Excessive ferritin can stimulate increased oxygen free radical
reactions possibly leading to tissue damage.
· Coffee and tea consumption impair iron absorption.
· Coffee contains caffeine, but the other ingredients in coffee may
actually blunt the body’s physiological response to that caffeine.
Therefore, getting caffeine from coffee may actually negate the
intended effect(s) of the caffeine.
· The consumption of carbonated beverages may adversely affect the
calcium-to-phosphorus ratio.
· Vitamin B12 helps in the formation and regeneration of red blood
cells, ultimately helping to prevent anemia.
· Mixing taurine (a supplement added to many energy drinks) with
alcohol can lower blood sugar, increase blood pressure and/or cause
heart attack.
Conclusion
The stacking scenarios described in this article are the ones we
actually know about. Given the astronomical number of dietary
supplements on the market today and the variability among products,
the number of potential stacking combinations becomes extremely high.

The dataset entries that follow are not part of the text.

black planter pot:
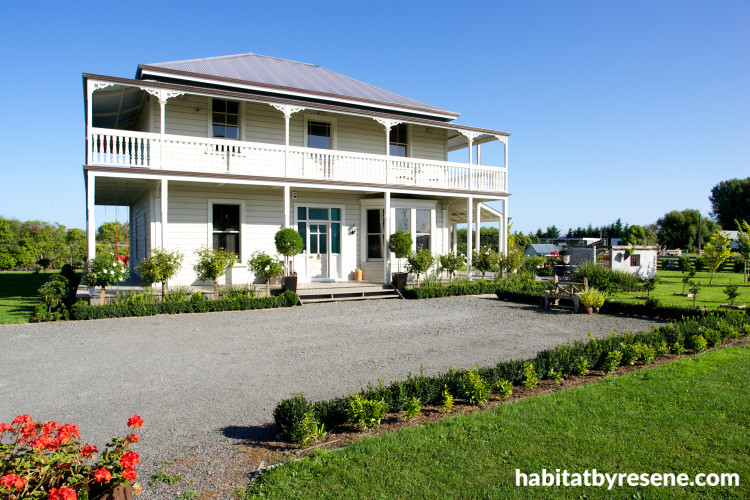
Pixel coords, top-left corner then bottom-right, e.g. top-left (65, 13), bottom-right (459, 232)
top-left (281, 273), bottom-right (297, 292)
top-left (391, 273), bottom-right (409, 294)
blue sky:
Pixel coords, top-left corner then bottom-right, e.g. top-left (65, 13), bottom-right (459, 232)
top-left (0, 0), bottom-right (750, 232)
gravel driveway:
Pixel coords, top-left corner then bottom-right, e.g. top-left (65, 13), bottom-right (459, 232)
top-left (0, 295), bottom-right (654, 498)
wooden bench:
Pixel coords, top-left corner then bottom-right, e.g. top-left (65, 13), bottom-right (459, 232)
top-left (544, 276), bottom-right (589, 311)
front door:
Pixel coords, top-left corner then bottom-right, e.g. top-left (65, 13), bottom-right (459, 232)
top-left (307, 222), bottom-right (329, 279)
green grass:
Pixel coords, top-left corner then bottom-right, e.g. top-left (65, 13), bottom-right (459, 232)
top-left (0, 271), bottom-right (57, 324)
top-left (611, 271), bottom-right (750, 309)
top-left (245, 345), bottom-right (750, 498)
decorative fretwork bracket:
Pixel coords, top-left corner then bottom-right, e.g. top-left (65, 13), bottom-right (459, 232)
top-left (271, 103), bottom-right (305, 119)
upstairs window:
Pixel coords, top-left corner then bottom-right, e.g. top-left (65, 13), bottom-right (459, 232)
top-left (211, 99), bottom-right (240, 139)
top-left (389, 123), bottom-right (409, 156)
top-left (213, 204), bottom-right (240, 256)
top-left (307, 121), bottom-right (331, 149)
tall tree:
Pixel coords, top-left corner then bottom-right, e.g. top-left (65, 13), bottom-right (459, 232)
top-left (656, 209), bottom-right (720, 252)
top-left (708, 177), bottom-right (750, 228)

Without knowing the effects of these combinations of supplements, it
is impossible to advise and make clear and valid recommendations about
them. For this reason, athletes are advised to obtain as many of the
required nutrients as possible from a diet that consists primarily of
conventional foods in quantities that have been recommended for their
individual training scenario.
Recommended Reading:
Risky Dietary Supplements - A roundtable discussion with
Priscilla Clarkson, PhD, Ellen Coleman, MPH, MA, RD and Christine
Rosenbloom, PhD, RD, LD. Ref: Sports Science Exchange Roundtable
48, Volume 13, Number 2 (2002).
Nutritional Supplements and Doping – An overview of by Andrew
Pipe, MD (member of the FINA Doping Control Review Board) and
Christiane Ayotte, PhD (from the Laboratiore de Controle de Dopage in
Quebec, Canada). Ref: Clinical Journal of Sport Medicine, Volume
12, Pages 245-249 (2002).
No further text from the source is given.